OKLAHOMA CITY (AP) — An Oklahoma County judge Friday ordered the co-founder of the Sooner Tea Party to be tried on felony blackmail and computer crimes charges for sending an email to a state senator who testified he felt threatened by its tone.
Special Judge Susan Johnson ruled there is probable cause that Al Gerhart, 55, of Oklahoma City, committed the crimes when he sent an email prosecutors allege was intended to intimidate Republican Sen. Cliff Branan of Oklahoma City, chairman of the Senate Energy Committee. Johnson rejected defense arguments that the email was political speech that is protected by the First Amendment.

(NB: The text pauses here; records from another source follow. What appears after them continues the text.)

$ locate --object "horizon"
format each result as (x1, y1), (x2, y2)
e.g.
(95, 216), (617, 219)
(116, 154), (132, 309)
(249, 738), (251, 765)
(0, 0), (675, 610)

“Your First Amendment rights are in trouble, not just mine,” Gerhart told reporters following a preliminary hearing where prosecutors presented their evidence.
Gerhart pleaded not guilty. Johnson ordered Gerhart to report to District Judge Ray Elliott for a pre-trial conference on Sept. 18.
Gerhart has acknowledged that he sent an email to Branan on March 26 urging him to schedule a hearing in his committee on a bill favored by conservatives that would have prohibited state organizations from following a United Nations plan that helps cities and countries become more environmentally sustainable.
Branan refused to give the House-passed bill a hearing, saying the legislation was based on a “fringe conspiracy” that the U.N. wanted to use its Agenda 21 plan to encroach on the private property rights of Americans.
Among other things, the email demands that Branan give the measure a hearing, “or I will make sure you regret not doing it.”
“I will make you the laughing stock of the Senate if I don’t hear that this bill will be heard and passed,” the email said. “We will dig into your past, your family, your associates, and once we start on you there will be no end to it.”
Branan testified during the preliminary hearing that he was anxious after reading the email and felt threatened.
“It just kind of got the hair up on the back of my neck,” the senator said. “It was not your normal email. He had woven family into the email. My two young children are out of bounds.”
Branan said he was not inclined to consider the measure mentioned in the email and felt it was an attempt to force him to do something against his will. He said he took a copy of the email home to show his wife and discussed it with their two children before turning it over to law enforcement officials.
“He was threatening to say or do anything about me or to me,” he said.
Tommy Johnson, an Oklahoma State Bureau of Investigation agent, said Branan told him Gerhart was in a “Rolodex of crazy people” and that an unstable person might do something violent.
“I definitely felt threatened,” Branan testified.
Gerhart’s attorney, Brady Henderson, legal director of the American Civil Liberties Union of Oklahoma, argued there was insufficient evidence to support the charges and that the email was merely political speech that was protected by the First Amendment.
“This was entirely in the political realm,” Henderson said.
But First Assistant District Attorney Scott Rowland said the email’s threatening tone amounts to blackmail that is not protected by the First Amendment.
“He has gone beyond the pale of First Amendment protection,” Rowland said.